Steve Horne stephenhorne... at aol.com
Wed Feb 21 17:03:43 UTC 2007


On Feb 19, 9:59 pm, "Jason" <jason2... at jasonjobe.com> wrote:

> Now I'm wanting to grab a block of XML data but since the main focus
> of my scan is not XML I'm wondering if it wouldn't be easier to
> delimit any xml with some tags <xml> .... </xml>, and pass the whole
> block of data off to some other code and simply return a TK_XML token.
>
> I note in many examples, zipping through comments is pretty straight
> forward. Could / Should I do the same (or similar) thing to grab my
> XML?

My first thought is that this should be pretty easy. You need to
recognise it in three stages...

1.  The <xml> marker, allowing for whitespace etc.
2.  The content, using a regular expression that refuses to accept the
'</xml>' (use "any* -- [expression for </xml>]").
3.  The expression for </xml>.

The one possible problem is that this would stop early in any xml that
happened to have an 'xml' tag of its own.

There is the possibility of recognising all start and end tags, so you
can keep track of the nesting. Regular expression parsing cannot
handle recursive nesting, so handling this sounds like a job for a
context-free parsing tool such as Yacc, Bison or Kelbt, but in this
case, Ragel can probably cheat.

The trick is to use actions to maintain a counter that keeps track of
nesting depth, and to use semantic conditions to check the count.

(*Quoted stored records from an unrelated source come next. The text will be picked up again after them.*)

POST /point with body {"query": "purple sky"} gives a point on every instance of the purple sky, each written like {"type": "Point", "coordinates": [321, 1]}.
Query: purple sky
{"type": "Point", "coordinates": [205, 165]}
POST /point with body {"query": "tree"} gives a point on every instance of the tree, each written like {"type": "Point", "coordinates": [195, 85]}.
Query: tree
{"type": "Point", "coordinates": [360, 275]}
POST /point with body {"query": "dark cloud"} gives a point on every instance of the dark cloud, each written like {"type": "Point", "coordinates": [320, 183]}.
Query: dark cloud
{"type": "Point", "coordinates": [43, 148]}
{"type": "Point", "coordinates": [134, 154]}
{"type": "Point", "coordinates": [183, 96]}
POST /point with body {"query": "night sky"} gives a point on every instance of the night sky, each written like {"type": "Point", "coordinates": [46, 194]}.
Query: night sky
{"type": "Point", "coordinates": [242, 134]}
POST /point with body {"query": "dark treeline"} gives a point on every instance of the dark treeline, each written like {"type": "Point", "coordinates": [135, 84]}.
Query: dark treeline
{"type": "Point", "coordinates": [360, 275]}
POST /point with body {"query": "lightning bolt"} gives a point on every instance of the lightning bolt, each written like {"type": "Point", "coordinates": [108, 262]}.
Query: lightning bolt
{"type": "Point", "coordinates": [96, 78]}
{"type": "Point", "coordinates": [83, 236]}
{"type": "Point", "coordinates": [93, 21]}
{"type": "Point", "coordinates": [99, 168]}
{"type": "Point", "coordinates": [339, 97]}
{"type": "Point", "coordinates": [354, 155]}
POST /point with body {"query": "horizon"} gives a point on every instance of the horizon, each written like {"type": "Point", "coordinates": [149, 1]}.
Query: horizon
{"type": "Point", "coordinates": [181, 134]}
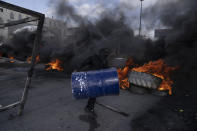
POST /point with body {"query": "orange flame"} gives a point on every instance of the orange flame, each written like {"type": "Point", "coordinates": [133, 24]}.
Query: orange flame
{"type": "Point", "coordinates": [160, 69]}
{"type": "Point", "coordinates": [37, 59]}
{"type": "Point", "coordinates": [55, 65]}
{"type": "Point", "coordinates": [157, 68]}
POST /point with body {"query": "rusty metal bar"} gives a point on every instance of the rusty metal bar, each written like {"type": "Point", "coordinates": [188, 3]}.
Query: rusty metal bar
{"type": "Point", "coordinates": [17, 22]}
{"type": "Point", "coordinates": [20, 9]}
{"type": "Point", "coordinates": [37, 40]}
{"type": "Point", "coordinates": [33, 62]}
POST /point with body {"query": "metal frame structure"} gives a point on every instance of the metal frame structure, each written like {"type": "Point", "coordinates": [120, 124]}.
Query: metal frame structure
{"type": "Point", "coordinates": [35, 17]}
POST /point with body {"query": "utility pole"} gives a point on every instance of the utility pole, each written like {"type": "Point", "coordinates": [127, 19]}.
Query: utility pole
{"type": "Point", "coordinates": [140, 18]}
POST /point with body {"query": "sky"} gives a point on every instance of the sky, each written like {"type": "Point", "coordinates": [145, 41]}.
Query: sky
{"type": "Point", "coordinates": [89, 8]}
{"type": "Point", "coordinates": [84, 7]}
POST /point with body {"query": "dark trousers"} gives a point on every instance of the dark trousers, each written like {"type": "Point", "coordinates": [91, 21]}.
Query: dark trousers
{"type": "Point", "coordinates": [91, 103]}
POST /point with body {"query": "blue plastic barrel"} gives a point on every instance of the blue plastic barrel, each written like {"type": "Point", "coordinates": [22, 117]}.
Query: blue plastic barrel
{"type": "Point", "coordinates": [95, 83]}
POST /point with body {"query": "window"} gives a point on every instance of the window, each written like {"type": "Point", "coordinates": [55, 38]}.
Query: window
{"type": "Point", "coordinates": [11, 15]}
{"type": "Point", "coordinates": [1, 9]}
{"type": "Point", "coordinates": [19, 16]}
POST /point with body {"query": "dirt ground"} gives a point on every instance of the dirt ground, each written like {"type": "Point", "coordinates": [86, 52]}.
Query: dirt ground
{"type": "Point", "coordinates": [51, 106]}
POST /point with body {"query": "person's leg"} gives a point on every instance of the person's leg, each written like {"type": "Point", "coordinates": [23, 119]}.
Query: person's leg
{"type": "Point", "coordinates": [90, 104]}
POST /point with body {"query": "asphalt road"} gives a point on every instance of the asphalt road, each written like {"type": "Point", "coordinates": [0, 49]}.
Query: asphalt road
{"type": "Point", "coordinates": [51, 106]}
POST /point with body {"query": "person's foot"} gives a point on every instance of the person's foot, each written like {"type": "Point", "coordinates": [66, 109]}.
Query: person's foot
{"type": "Point", "coordinates": [90, 111]}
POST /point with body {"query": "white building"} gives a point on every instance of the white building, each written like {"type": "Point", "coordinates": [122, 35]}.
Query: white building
{"type": "Point", "coordinates": [7, 15]}
{"type": "Point", "coordinates": [52, 27]}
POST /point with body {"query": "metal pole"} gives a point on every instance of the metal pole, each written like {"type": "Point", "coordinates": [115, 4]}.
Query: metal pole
{"type": "Point", "coordinates": [33, 62]}
{"type": "Point", "coordinates": [140, 19]}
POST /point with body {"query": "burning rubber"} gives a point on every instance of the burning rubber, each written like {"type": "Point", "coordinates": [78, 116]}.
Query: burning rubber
{"type": "Point", "coordinates": [144, 80]}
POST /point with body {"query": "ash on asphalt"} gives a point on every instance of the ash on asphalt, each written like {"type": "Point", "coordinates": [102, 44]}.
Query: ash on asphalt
{"type": "Point", "coordinates": [51, 106]}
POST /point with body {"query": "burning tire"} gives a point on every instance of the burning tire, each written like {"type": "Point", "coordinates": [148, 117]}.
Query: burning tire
{"type": "Point", "coordinates": [144, 80]}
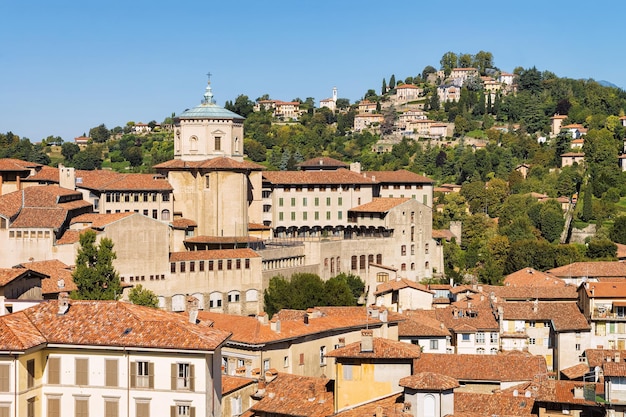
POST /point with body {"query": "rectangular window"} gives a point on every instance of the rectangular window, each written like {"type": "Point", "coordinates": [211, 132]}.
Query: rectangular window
{"type": "Point", "coordinates": [111, 408]}
{"type": "Point", "coordinates": [81, 407]}
{"type": "Point", "coordinates": [183, 374]}
{"type": "Point", "coordinates": [82, 371]}
{"type": "Point", "coordinates": [30, 370]}
{"type": "Point", "coordinates": [54, 407]}
{"type": "Point", "coordinates": [110, 378]}
{"type": "Point", "coordinates": [142, 409]}
{"type": "Point", "coordinates": [5, 374]}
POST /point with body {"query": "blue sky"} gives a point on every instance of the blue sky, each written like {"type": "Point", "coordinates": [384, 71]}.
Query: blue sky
{"type": "Point", "coordinates": [68, 66]}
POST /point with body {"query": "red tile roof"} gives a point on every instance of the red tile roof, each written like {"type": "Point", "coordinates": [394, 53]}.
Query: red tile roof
{"type": "Point", "coordinates": [339, 176]}
{"type": "Point", "coordinates": [389, 406]}
{"type": "Point", "coordinates": [106, 323]}
{"type": "Point", "coordinates": [422, 323]}
{"type": "Point", "coordinates": [100, 221]}
{"type": "Point", "coordinates": [249, 330]}
{"type": "Point", "coordinates": [590, 269]}
{"type": "Point", "coordinates": [475, 404]}
{"type": "Point", "coordinates": [233, 383]}
{"type": "Point", "coordinates": [529, 277]}
{"type": "Point", "coordinates": [215, 164]}
{"type": "Point", "coordinates": [401, 176]}
{"type": "Point", "coordinates": [380, 205]}
{"type": "Point", "coordinates": [493, 368]}
{"type": "Point", "coordinates": [10, 164]}
{"type": "Point", "coordinates": [399, 284]}
{"type": "Point", "coordinates": [294, 395]}
{"type": "Point", "coordinates": [383, 349]}
{"type": "Point", "coordinates": [565, 316]}
{"type": "Point", "coordinates": [429, 381]}
{"type": "Point", "coordinates": [213, 254]}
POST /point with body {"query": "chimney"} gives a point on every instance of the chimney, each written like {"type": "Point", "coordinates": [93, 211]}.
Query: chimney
{"type": "Point", "coordinates": [367, 340]}
{"type": "Point", "coordinates": [192, 309]}
{"type": "Point", "coordinates": [262, 317]}
{"type": "Point", "coordinates": [67, 178]}
{"type": "Point", "coordinates": [275, 325]}
{"type": "Point", "coordinates": [63, 303]}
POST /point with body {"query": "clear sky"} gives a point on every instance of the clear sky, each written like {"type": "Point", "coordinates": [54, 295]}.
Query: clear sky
{"type": "Point", "coordinates": [68, 66]}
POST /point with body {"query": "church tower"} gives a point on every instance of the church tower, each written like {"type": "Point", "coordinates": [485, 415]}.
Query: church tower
{"type": "Point", "coordinates": [213, 185]}
{"type": "Point", "coordinates": [208, 131]}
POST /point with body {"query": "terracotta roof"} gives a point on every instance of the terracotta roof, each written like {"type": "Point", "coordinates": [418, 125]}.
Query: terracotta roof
{"type": "Point", "coordinates": [10, 164]}
{"type": "Point", "coordinates": [338, 176]}
{"type": "Point", "coordinates": [576, 371]}
{"type": "Point", "coordinates": [215, 164]}
{"type": "Point", "coordinates": [380, 205]}
{"type": "Point", "coordinates": [223, 239]}
{"type": "Point", "coordinates": [250, 330]}
{"type": "Point", "coordinates": [294, 395]}
{"type": "Point", "coordinates": [605, 289]}
{"type": "Point", "coordinates": [475, 404]}
{"type": "Point", "coordinates": [468, 367]}
{"type": "Point", "coordinates": [323, 161]}
{"type": "Point", "coordinates": [213, 254]}
{"type": "Point", "coordinates": [590, 269]}
{"type": "Point", "coordinates": [614, 369]}
{"type": "Point", "coordinates": [442, 234]}
{"type": "Point", "coordinates": [531, 293]}
{"type": "Point", "coordinates": [467, 319]}
{"type": "Point", "coordinates": [233, 383]}
{"type": "Point", "coordinates": [107, 323]}
{"type": "Point", "coordinates": [100, 221]}
{"type": "Point", "coordinates": [45, 174]}
{"type": "Point", "coordinates": [57, 272]}
{"type": "Point", "coordinates": [390, 406]}
{"type": "Point", "coordinates": [45, 217]}
{"type": "Point", "coordinates": [398, 284]}
{"type": "Point", "coordinates": [383, 349]}
{"type": "Point", "coordinates": [401, 176]}
{"type": "Point", "coordinates": [429, 381]}
{"type": "Point", "coordinates": [422, 323]}
{"type": "Point", "coordinates": [182, 223]}
{"type": "Point", "coordinates": [598, 357]}
{"type": "Point", "coordinates": [565, 316]}
{"type": "Point", "coordinates": [529, 277]}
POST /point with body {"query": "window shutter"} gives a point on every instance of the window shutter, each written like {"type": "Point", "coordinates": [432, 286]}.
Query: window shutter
{"type": "Point", "coordinates": [5, 372]}
{"type": "Point", "coordinates": [192, 377]}
{"type": "Point", "coordinates": [150, 374]}
{"type": "Point", "coordinates": [111, 373]}
{"type": "Point", "coordinates": [133, 374]}
{"type": "Point", "coordinates": [54, 370]}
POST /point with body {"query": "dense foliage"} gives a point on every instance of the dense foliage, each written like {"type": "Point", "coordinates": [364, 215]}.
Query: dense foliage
{"type": "Point", "coordinates": [305, 290]}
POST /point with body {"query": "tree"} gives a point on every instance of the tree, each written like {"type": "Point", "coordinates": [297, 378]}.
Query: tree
{"type": "Point", "coordinates": [94, 276]}
{"type": "Point", "coordinates": [618, 231]}
{"type": "Point", "coordinates": [143, 297]}
{"type": "Point", "coordinates": [68, 150]}
{"type": "Point", "coordinates": [99, 134]}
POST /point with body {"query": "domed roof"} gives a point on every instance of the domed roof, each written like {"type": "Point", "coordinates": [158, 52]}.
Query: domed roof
{"type": "Point", "coordinates": [208, 109]}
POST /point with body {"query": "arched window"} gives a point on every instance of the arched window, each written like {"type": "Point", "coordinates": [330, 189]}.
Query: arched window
{"type": "Point", "coordinates": [193, 144]}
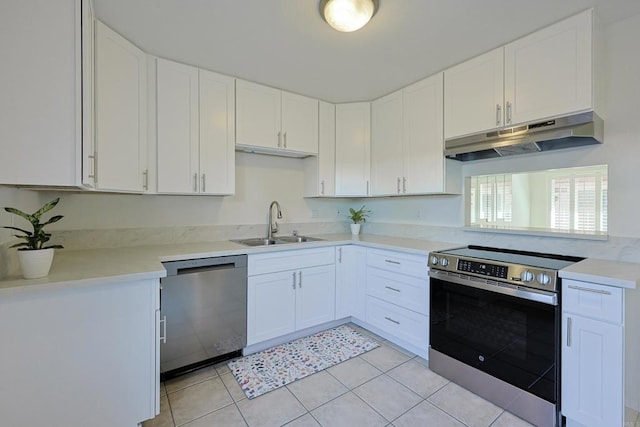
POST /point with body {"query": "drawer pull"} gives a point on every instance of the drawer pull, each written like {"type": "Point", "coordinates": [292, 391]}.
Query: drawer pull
{"type": "Point", "coordinates": [391, 320]}
{"type": "Point", "coordinates": [595, 291]}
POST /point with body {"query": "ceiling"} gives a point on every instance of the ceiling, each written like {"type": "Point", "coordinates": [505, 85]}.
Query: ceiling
{"type": "Point", "coordinates": [286, 44]}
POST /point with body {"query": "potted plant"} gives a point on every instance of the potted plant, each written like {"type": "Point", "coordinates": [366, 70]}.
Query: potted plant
{"type": "Point", "coordinates": [357, 218]}
{"type": "Point", "coordinates": [35, 258]}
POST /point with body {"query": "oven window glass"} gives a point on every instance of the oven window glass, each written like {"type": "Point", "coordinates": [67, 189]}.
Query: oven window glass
{"type": "Point", "coordinates": [510, 338]}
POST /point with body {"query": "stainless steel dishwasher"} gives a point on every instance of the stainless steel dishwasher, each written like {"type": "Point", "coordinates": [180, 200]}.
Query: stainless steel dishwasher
{"type": "Point", "coordinates": [203, 305]}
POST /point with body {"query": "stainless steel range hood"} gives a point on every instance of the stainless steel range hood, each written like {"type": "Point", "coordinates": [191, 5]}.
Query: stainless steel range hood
{"type": "Point", "coordinates": [563, 132]}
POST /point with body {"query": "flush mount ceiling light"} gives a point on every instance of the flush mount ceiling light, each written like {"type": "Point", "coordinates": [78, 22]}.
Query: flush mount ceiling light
{"type": "Point", "coordinates": [348, 15]}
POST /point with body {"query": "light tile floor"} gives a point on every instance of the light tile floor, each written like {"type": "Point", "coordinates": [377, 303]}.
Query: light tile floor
{"type": "Point", "coordinates": [384, 387]}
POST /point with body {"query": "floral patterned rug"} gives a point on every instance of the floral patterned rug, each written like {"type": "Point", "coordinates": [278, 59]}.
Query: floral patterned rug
{"type": "Point", "coordinates": [270, 369]}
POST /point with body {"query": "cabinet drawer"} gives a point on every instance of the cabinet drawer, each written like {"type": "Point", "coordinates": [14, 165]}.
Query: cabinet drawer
{"type": "Point", "coordinates": [405, 291]}
{"type": "Point", "coordinates": [592, 300]}
{"type": "Point", "coordinates": [289, 260]}
{"type": "Point", "coordinates": [398, 262]}
{"type": "Point", "coordinates": [400, 322]}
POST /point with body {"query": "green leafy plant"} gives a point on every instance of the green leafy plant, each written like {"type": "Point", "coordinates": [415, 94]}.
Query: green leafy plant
{"type": "Point", "coordinates": [360, 215]}
{"type": "Point", "coordinates": [36, 239]}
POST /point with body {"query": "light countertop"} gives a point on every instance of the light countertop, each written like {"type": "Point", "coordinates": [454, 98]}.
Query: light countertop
{"type": "Point", "coordinates": [78, 268]}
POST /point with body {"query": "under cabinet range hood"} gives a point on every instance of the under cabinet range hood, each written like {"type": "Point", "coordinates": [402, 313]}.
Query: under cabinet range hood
{"type": "Point", "coordinates": [563, 132]}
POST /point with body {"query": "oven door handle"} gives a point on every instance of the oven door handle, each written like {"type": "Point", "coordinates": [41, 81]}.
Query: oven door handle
{"type": "Point", "coordinates": [538, 296]}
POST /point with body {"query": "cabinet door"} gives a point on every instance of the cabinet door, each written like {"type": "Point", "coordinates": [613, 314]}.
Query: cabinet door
{"type": "Point", "coordinates": [549, 72]}
{"type": "Point", "coordinates": [177, 99]}
{"type": "Point", "coordinates": [315, 296]}
{"type": "Point", "coordinates": [271, 306]}
{"type": "Point", "coordinates": [120, 111]}
{"type": "Point", "coordinates": [327, 150]}
{"type": "Point", "coordinates": [217, 132]}
{"type": "Point", "coordinates": [386, 145]}
{"type": "Point", "coordinates": [299, 123]}
{"type": "Point", "coordinates": [592, 371]}
{"type": "Point", "coordinates": [257, 115]}
{"type": "Point", "coordinates": [351, 265]}
{"type": "Point", "coordinates": [423, 150]}
{"type": "Point", "coordinates": [473, 95]}
{"type": "Point", "coordinates": [353, 149]}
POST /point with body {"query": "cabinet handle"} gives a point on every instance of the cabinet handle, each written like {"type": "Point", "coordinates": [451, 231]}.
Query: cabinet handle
{"type": "Point", "coordinates": [595, 291]}
{"type": "Point", "coordinates": [95, 167]}
{"type": "Point", "coordinates": [391, 320]}
{"type": "Point", "coordinates": [163, 336]}
{"type": "Point", "coordinates": [92, 157]}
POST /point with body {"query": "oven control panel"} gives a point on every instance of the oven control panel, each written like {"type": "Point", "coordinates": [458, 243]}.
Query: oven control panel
{"type": "Point", "coordinates": [515, 274]}
{"type": "Point", "coordinates": [491, 270]}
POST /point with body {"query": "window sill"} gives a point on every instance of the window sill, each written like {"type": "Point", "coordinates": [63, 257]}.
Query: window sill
{"type": "Point", "coordinates": [530, 231]}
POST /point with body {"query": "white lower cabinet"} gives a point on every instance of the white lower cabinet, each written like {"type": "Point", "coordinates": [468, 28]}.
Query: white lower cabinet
{"type": "Point", "coordinates": [289, 291]}
{"type": "Point", "coordinates": [397, 300]}
{"type": "Point", "coordinates": [592, 354]}
{"type": "Point", "coordinates": [351, 268]}
{"type": "Point", "coordinates": [80, 356]}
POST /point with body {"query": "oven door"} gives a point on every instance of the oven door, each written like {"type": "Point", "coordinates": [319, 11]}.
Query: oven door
{"type": "Point", "coordinates": [511, 338]}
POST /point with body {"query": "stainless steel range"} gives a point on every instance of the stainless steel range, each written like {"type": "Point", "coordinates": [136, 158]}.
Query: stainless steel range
{"type": "Point", "coordinates": [495, 326]}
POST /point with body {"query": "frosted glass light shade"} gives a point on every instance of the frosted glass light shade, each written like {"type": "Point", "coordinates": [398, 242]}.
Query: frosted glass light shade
{"type": "Point", "coordinates": [348, 15]}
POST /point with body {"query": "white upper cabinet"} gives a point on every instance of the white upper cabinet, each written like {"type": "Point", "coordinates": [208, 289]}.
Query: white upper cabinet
{"type": "Point", "coordinates": [320, 170]}
{"type": "Point", "coordinates": [41, 102]}
{"type": "Point", "coordinates": [545, 74]}
{"type": "Point", "coordinates": [408, 145]}
{"type": "Point", "coordinates": [217, 132]}
{"type": "Point", "coordinates": [353, 149]}
{"type": "Point", "coordinates": [120, 154]}
{"type": "Point", "coordinates": [275, 122]}
{"type": "Point", "coordinates": [550, 73]}
{"type": "Point", "coordinates": [474, 95]}
{"type": "Point", "coordinates": [195, 130]}
{"type": "Point", "coordinates": [386, 145]}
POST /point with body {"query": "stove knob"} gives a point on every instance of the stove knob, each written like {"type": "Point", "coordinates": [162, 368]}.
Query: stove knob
{"type": "Point", "coordinates": [543, 279]}
{"type": "Point", "coordinates": [526, 276]}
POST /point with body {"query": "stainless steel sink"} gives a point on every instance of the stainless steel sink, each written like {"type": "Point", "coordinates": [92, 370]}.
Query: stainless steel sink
{"type": "Point", "coordinates": [276, 240]}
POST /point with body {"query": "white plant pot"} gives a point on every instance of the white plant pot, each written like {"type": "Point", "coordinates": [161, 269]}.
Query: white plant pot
{"type": "Point", "coordinates": [355, 229]}
{"type": "Point", "coordinates": [35, 264]}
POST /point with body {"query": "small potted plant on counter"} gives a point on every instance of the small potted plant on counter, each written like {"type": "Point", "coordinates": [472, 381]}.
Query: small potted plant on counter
{"type": "Point", "coordinates": [357, 218]}
{"type": "Point", "coordinates": [35, 258]}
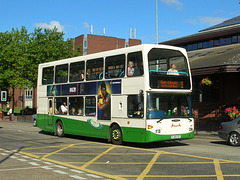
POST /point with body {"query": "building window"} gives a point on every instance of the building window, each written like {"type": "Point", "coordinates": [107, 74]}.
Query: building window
{"type": "Point", "coordinates": [234, 39]}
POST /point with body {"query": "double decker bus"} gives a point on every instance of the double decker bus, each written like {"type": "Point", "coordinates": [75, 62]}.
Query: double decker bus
{"type": "Point", "coordinates": [131, 94]}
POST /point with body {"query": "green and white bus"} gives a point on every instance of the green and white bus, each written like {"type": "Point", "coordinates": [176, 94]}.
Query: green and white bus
{"type": "Point", "coordinates": [131, 94]}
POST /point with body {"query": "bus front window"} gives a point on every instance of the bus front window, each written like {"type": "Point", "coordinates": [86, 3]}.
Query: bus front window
{"type": "Point", "coordinates": [168, 105]}
{"type": "Point", "coordinates": [168, 69]}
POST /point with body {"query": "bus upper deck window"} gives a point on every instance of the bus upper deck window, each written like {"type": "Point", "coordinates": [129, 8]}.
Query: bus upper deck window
{"type": "Point", "coordinates": [94, 69]}
{"type": "Point", "coordinates": [135, 64]}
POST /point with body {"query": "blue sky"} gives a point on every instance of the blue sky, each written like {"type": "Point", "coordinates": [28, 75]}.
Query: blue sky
{"type": "Point", "coordinates": [176, 18]}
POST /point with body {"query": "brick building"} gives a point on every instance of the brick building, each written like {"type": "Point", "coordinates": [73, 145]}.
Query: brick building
{"type": "Point", "coordinates": [24, 98]}
{"type": "Point", "coordinates": [214, 53]}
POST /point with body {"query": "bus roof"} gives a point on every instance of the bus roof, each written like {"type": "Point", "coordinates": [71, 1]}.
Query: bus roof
{"type": "Point", "coordinates": [113, 52]}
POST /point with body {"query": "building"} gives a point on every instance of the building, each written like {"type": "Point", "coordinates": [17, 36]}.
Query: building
{"type": "Point", "coordinates": [95, 43]}
{"type": "Point", "coordinates": [214, 53]}
{"type": "Point", "coordinates": [27, 98]}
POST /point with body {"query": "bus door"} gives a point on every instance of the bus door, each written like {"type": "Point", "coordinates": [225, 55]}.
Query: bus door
{"type": "Point", "coordinates": [50, 112]}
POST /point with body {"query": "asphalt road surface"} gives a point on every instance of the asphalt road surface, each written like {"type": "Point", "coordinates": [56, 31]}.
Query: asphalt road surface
{"type": "Point", "coordinates": [26, 152]}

With
some care, this could even give some confidence that the XML is well
formed.

That said, this also means that badly formed embedded XML will
probably prevent you from finding the real end of the XML.

Different markers could be a good idea. For instance, you should never
see a strings of multiple "<<<<<" characters in well formed XML so
this could be exploited to give a safe end marker. It might be
necessary to exclude strings within quotes, but that's a relatively
simple thing to handle using the strong difference again.